A newer trend in content markup has been in response to internationalization: support for textual alternatives such as translations and transliterations, which is robustly implemented in both JATS and ePub3. As content markup moved beyond just creating printed pages to managing collections of text and media, packaging has become a key issue. The ePub standards include the most robust and elegant solution to date.

In the history of content markup languages, the most significant change has been the move from rendition to structure. TeX was a rich typesetting language; LaTeX was a set of macros built on TeX that associated formatting with structure. SGML and XML were focused on structure but rendition elements were present in varying degrees. HTML was both presentation and structure along with dynamic reflowable rendition. EPub supported reflowable rendition but now ePub3 also supports fixed layout, so the pendulum can swing both ways as standards evolve.

HTML5 is a big change from early HTML: it is now more “structurally semantic” and presentation has been moved to the CSS vocabulary. So it is much more like a document DTD in the XML tradition with rich structural markup. An amusing example of this profound change is the group of elements that in HTML4 were called “font style elements” and now in HTML5 are called “text level semantics”. The “” element definition changed from “renders as italic text style” to “represents a span of text in an alternate voice or mood.” This is a recent instance of a key markup design choice that has been on the table since the earliest days of SGML.

Content markup standards are inherently complex so there can be a wide variety in how they are used. Standardization of usage can be at various levels: within a single work, a collection, a publisher, or a genre. Usage can also change over time. These practices are defined as “usages profiles” and include how one standard invokes another. For example, ePub uses a specific profile of HTML5. Meanwhile, JATS4R (JATS for Reuse) is a newly developing profile defining a subset of the JATS standard.

When designing content management solutions using content markup standards, there are many key issues.
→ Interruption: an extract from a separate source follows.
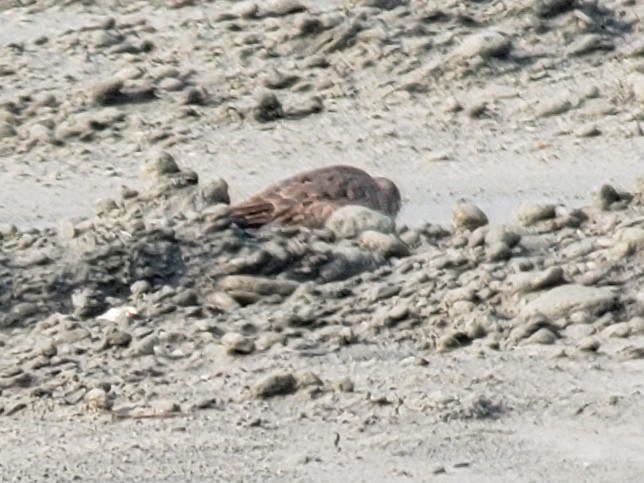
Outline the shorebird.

The highest-level choice is whether to use a delivery format or a master format from which multiple renditions can be generated; the new rich design of HTML5 means that it could potentially be both. Reusability of content, present and future, is another key solution requirement. As standards will inevitably evolve over time, version control of both content and specification/standardization is critical to protecting the future use of the content.

Metadata management is a long-standing design challenge: is it embedded or extracted from the content or managed externally? A robust workflow solution has to manage not only the structured markup but also the content itself; e.g., editorial preferences such as section headings. Controlling content styling is not a functionality of markup languages but can be managed with pre-edit and validation tools that connect the markup structure with editorial guidelines.

The NISO JATS standard is the most-used standard in the journal publishing space. It is a massive content markup vocabulary with rich markup for front matter and citations. Because it is complex, usage is wildly variable across the community. EPub3, described as a “distribution and interchange format”, is a great set of components that goes beyond just content markup: package, metadata, rendition, and semantic support such as RDFa. Because of the change of HTML5 toward structure markup, the difference between JATS and ePub has diminished.

In the past, the differences between the books and journals communities were significant. Books had strong metadata needs driven early on by the book-selling process; journals later moved to significant metadata exchange. As e-book readers were industry tools, book publishers had to support industry standard applications. Online journal publishers focused on HTML and PDF on hosting platforms. In the last decade, the differences have diminished as the rise of mobile reading devices as reader platforms has impacted both books and journals. Some journal publishers started using ePub to deliver articles or entire issues.

As the standards landscape continues to evolve, long-term success will depend on leveraging community expertise and implementing standards using robust content management practices.